Voilà un texte élogieux qui exprime, enflée par la mémoire, l’exaltation populaire de Salah Ben Moustafa, Bey de Constantine pendant près de 22 ans; un poème mémoriel qui élève jusqu’à la sublimation un personnage ambivalent, au point de nous interpeller et pousser à des questionnements.
Cet encensement posthume en arabe dialectal, immortalisé par Mohamed Tahar Fergani, est prêté, sans preuve avérée, par certains, à Oumaïma la maîtresse juive de Salah Bey, en guise de reconnaissance à celui qui offrit à sa communauté la possibilité de regroupement, dans le quartier de Charaâ*, alors que d’autres, l’attribuent à un meddah autochtone anonyme, captivé par les circonstances tragiques de la disparition de celui qui est considéré comme le plus grand Bey de Constantine.
Mais qu’est ce qui a bien pu conduire le peuple constantinois à chérir et glorifier un Bey turc, à telle enseigne que les femmes de Constantine continuent à lui rendre hommage, plus de deux siècles après sa tragique disparition, en portant (de moins en moins de nos jours) la mlaya, noire, en signe de deuil.

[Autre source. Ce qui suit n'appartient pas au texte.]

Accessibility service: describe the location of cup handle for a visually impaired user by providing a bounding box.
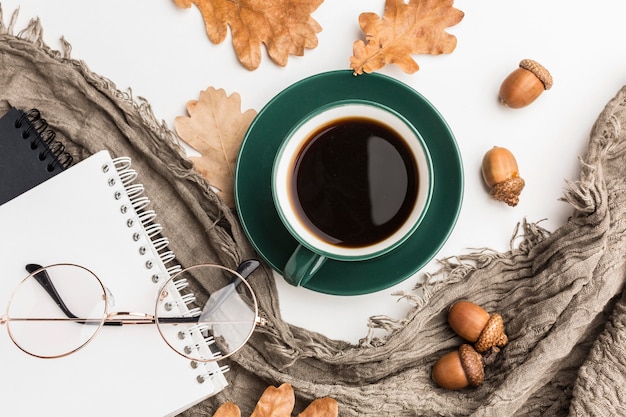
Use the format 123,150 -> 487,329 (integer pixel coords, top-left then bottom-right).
283,245 -> 327,287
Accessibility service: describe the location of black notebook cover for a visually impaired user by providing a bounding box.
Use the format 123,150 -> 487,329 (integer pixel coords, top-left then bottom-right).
0,108 -> 72,204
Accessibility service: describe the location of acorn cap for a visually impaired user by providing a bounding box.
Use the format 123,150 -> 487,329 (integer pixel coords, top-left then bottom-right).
491,177 -> 526,207
519,59 -> 552,90
459,343 -> 485,387
474,313 -> 509,353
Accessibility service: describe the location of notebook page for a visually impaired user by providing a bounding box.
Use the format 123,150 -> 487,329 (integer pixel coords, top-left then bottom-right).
0,151 -> 226,416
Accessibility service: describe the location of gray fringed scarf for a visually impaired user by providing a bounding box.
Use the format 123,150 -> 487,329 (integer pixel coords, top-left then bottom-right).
0,8 -> 626,417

Pourtant ce Bey, qui régna de 1771 à 1792 sur le Beylicat de Constantine, ne fut pas un saint. Loin s’en faut. A l’instar de quasiment tous les beys,qui se sont succèdés à Constantine, Salah Bey commença dès son investiture, par asseoir son autorité sur une population, accoutumée à la servitude et l’oppression depuis 1517, face à un pouvoir reposant sur le système de la contrainte et de la peur. Comme ses prédécesseurs, pour châtier les tribus récalcitrantes, il fit des expéditions punitives les pillant de tous leurs biens. Les citadins de Constantine eurent aussi à se plaindre des rigueurs de Salah Bey, au point que pour se soustraire à son administration, de nombreux constantinois se réfugient en Tunisie.

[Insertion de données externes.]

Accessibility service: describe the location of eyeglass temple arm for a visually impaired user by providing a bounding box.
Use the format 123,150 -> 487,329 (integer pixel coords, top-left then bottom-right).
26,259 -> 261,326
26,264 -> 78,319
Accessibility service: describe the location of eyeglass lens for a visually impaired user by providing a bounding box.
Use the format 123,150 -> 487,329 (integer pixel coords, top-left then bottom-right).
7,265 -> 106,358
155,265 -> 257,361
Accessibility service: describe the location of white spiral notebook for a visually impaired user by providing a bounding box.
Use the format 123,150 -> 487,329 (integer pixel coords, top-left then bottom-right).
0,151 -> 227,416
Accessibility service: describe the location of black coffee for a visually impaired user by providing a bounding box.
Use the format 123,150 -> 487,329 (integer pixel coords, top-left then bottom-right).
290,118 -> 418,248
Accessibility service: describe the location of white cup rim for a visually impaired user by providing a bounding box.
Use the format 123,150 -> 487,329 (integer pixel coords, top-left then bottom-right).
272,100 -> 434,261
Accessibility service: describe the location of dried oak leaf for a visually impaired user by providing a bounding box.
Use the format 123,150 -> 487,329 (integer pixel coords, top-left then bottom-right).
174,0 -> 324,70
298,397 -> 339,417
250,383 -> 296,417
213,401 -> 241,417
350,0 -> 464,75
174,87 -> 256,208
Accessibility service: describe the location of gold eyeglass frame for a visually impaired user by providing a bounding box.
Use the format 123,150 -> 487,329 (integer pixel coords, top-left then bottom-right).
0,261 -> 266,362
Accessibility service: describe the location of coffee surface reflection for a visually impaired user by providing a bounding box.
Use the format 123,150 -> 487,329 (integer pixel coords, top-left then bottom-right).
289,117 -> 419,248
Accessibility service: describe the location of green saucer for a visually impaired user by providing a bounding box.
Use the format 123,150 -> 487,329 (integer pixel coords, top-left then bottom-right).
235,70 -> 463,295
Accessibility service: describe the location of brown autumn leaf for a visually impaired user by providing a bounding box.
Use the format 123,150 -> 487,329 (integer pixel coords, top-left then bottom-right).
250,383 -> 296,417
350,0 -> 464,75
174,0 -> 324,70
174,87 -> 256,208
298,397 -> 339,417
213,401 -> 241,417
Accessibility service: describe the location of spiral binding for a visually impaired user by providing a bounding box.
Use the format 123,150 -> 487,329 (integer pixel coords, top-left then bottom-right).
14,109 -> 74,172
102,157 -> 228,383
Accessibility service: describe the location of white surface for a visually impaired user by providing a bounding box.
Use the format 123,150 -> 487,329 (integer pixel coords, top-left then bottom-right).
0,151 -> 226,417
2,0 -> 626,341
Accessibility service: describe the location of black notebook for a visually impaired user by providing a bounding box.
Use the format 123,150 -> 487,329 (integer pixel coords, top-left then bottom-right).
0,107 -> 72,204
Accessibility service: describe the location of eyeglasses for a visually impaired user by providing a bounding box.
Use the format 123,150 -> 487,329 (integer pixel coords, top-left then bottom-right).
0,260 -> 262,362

Cependant, Salah Bey a habilement réussi à sceller une collusion avec les grandes familles des autochtones de Constantine, toujours portés à la révolte, dès lors que leurs privilèges et avantages matériels se trouvent menacés, en les intégrant dans son Medjless et aussi, en attirant la bienveillance des incontournables oulémas, dépositaires du pouvoir spirituel, pour pouvoir d’abord, consolider sa domination puis, introduire les réformes dans son beylicat. Il demeurait néanmoins, un farouche partisan de la loi du plus fort, un fondement qui a fait ses preuves et qui lui permettait de donner libre cours à sa nature cruelle et sanguinaire envers ceux qui osaient braver son autorité, notamment les marabouts, malgré sa dévotion, comme en témoigne la légende de Sidi Mohamed el ghourab.( le corbeau).
Mais en dépit des exactions, qu’il convient de restituer, sans les absoudre, dans le contexte endémique des rebellions durant son long règne de près de 22 ans, il a été, indubitablement, celui qui a apporté les réformes qui ont révolutionné la société constantinoise et celui qui a modernisé Constantine.

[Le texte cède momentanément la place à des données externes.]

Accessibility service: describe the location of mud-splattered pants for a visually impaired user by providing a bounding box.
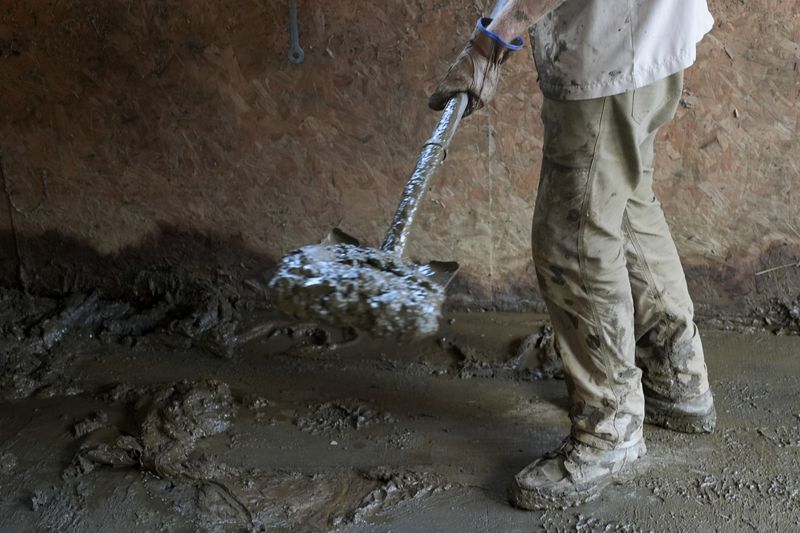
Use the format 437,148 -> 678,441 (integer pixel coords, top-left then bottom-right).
533,72 -> 709,449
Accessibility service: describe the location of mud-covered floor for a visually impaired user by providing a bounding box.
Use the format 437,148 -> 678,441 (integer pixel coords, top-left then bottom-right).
0,313 -> 800,533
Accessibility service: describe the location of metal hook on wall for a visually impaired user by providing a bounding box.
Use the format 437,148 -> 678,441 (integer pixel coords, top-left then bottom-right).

Que l’on juge : Constantine au début du 18e S, n’était qu’un entassement désordonné de baraquements enchevêtrés dans des ruelles tortueuses et sombres. Salah a été l’un des beys qui a embelli la ville de Constantine, poursuivant ainsi l’œuvre entamée par ses prédécesseurs, Bou Hanek** et Ahmed El Colli, en réalisant des infrastructures d’utilité publique qui ont métamorphosé la ville. Cependant, l’une des plus grandioses et populaires entreprises que Salah Bey réalisa, fut la réédification du pont d’El Kantara, en confiant les travaux à Don Bartholomé,un architecte italien qu’il fit venir de Mahon. Une réhabilitation qui ne sera pas cependant achevée à sa disparition. Ces grands chantiers ont fini par engloutir la majeure partie de ses revenus provenant essentiellement des impôts*** et on laisse entendre qu’il aurait recouru au bey Hammouda Pacha de Tunis, pour compléter la somme nécessaire au paiement du Denouche au Dey. En agriculture, il développa la culture du riz dans des terrains marécageux du Hamma en favorisant son irrigation à l’aide de norias. Il constitua en Azel ou terres domaniales, des terres en friche, pour la culture des céréales et des haras pour la propagation de la race chevaline. Il prit des mesures courageuses pour mettre fin aux malversations qui avaient pollué l’administration des habous. Mais Salah Bey a aussi et surtout, démocratisé l’enseignement et répandu l’instruction, jusque dans les tribus les plus éloignées. S’il fut aidé par quelques hommes d’un profond savoir, pour réformer le système éducatif et relever le gout des études en bâtissant des mosquées et médersas comprenant des internats, il est évident que toutes ces réalisations et surtout les réformes pour le bien public, avaient offenser les préjugés et fini par nuire à des avantages individuels, dans toutes les classes de la société dominante, qui voyaient ainsi leurs intérêts matériels menacés, pour certains, et l’ influence qui reposait sur l’ignorance et la crédulité mise en péril, pour d’autres.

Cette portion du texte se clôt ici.